When Mr Adams turned up at a republican commemoration in Strabane he was
photographed with a large number of people in paramilitary uniforms.
Inevitably, he’s been excoriated for it. But had Mr Adams not turned up, or
had he walked away, the outcome would have been considerably more damaging
than a few hostile pictures in the press.
Those republicans in Strabane who dressed in full paramilitary uniform could
just as easily have turned up in white shirts and black ties.
That they did not is a small but telling indicator of the mood of the
hardline republican rank and file – they were more interested in sending out
a defiant message than they were in making life easy for Gerry Adams.
Meanwhile, the Minister for Justice, Michael McDowell, turned up the heat
again with his assertion that Gerry Adams, Martin McGuinness and Martin
Ferris are all on the IRA Army Council, although Taoiseach Bertie Ahern
declined to go along with him on that particular one.

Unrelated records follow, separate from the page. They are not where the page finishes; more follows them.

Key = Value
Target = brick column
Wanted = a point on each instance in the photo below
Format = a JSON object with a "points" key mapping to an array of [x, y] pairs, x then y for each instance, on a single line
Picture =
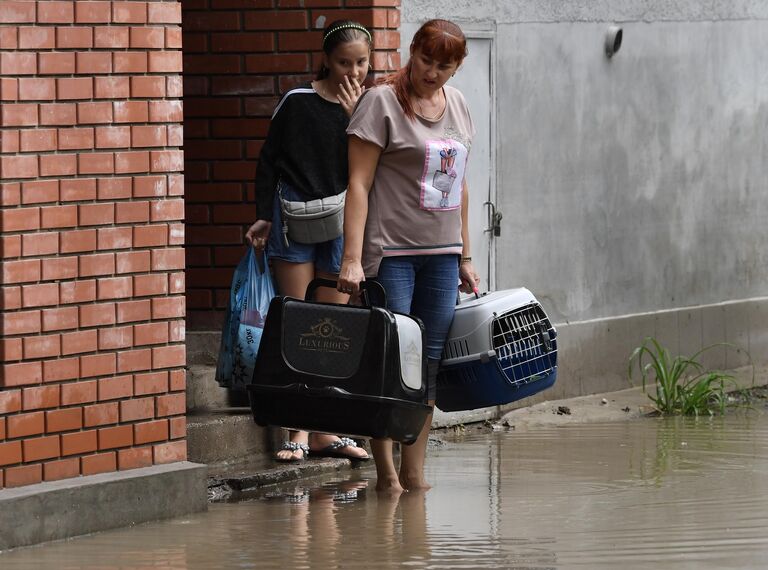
{"points": [[92, 303], [239, 57]]}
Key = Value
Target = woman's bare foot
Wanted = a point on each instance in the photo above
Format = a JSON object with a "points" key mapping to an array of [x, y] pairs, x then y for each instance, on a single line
{"points": [[389, 486]]}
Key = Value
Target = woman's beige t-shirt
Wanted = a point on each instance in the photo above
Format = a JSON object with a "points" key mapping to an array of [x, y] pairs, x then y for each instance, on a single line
{"points": [[414, 206]]}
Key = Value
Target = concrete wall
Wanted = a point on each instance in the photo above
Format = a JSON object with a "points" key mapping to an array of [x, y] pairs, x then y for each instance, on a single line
{"points": [[633, 188], [630, 184]]}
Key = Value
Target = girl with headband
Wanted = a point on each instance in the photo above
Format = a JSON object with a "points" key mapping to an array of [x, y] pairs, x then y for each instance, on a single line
{"points": [[304, 158]]}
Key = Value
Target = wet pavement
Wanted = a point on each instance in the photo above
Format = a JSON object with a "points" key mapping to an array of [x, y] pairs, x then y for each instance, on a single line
{"points": [[669, 493]]}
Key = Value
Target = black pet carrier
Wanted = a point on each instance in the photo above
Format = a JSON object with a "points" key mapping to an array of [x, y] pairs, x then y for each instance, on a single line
{"points": [[356, 370]]}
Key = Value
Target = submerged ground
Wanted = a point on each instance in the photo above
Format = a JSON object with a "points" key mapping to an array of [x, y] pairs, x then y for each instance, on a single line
{"points": [[649, 493]]}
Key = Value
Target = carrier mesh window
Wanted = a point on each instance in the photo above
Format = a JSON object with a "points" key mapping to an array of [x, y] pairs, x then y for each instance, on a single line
{"points": [[524, 341]]}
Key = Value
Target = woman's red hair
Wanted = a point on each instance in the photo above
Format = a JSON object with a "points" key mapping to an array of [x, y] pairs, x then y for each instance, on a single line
{"points": [[437, 39]]}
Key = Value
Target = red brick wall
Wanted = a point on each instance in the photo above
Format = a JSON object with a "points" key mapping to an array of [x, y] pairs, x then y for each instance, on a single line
{"points": [[239, 57], [92, 295]]}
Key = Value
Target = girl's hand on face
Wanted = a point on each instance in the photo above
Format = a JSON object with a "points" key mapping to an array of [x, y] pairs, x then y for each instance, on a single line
{"points": [[470, 280], [258, 234], [350, 277], [349, 93]]}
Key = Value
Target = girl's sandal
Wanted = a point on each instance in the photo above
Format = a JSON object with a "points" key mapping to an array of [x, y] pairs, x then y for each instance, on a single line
{"points": [[293, 447]]}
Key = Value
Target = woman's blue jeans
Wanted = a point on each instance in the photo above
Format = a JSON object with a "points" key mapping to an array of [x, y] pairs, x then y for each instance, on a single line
{"points": [[425, 286]]}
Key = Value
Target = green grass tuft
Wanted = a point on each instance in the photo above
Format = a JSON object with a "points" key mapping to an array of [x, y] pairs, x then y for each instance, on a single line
{"points": [[683, 385]]}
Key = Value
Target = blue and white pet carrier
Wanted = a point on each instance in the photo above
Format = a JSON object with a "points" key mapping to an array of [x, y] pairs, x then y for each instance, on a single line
{"points": [[501, 348]]}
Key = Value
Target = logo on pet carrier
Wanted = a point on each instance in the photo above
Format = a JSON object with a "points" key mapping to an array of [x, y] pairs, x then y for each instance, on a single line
{"points": [[325, 336]]}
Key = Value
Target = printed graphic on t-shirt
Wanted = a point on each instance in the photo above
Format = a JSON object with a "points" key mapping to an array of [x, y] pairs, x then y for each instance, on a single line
{"points": [[444, 164]]}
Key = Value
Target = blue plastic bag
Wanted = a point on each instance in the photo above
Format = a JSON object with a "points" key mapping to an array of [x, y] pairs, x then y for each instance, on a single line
{"points": [[249, 297]]}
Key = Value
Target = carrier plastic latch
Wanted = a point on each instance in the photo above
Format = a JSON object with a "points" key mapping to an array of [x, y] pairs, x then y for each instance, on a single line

Mr McDowell claimed that as the Minister of Justice he has access to
particular information that other members of the government do not
necessarily have access to.
Of course the intelligence services in the Republic will have excellent
intelligence linking the senior Sinn Féin members to the IRA because those
Sinn Féin members meet the IRA on a regular basis to discuss peace process
matters.
That’s hardly a big secret, but if that intelligence is good enough to
indicate what the Sinn Féin leadership and the IRA talk about when they get
together – as Mr McDowell’s latest claim clearly implies – then it’s strange
that it wasn’t used to stop the Northern Bank raid, the money laundering and
the multiple acts of criminality that the Dublin government claims Sinn Féin
and the IRA are involved in.
It’s long been a source of wonder that intelligence on both sides of the
Border is so accurate and trustworthy when it comes to making deeply
damaging claims about groups and individuals, but so totally lacking when it
comes to stopping those groups and individuals from carrying out the
criminality that they're said to be involved in.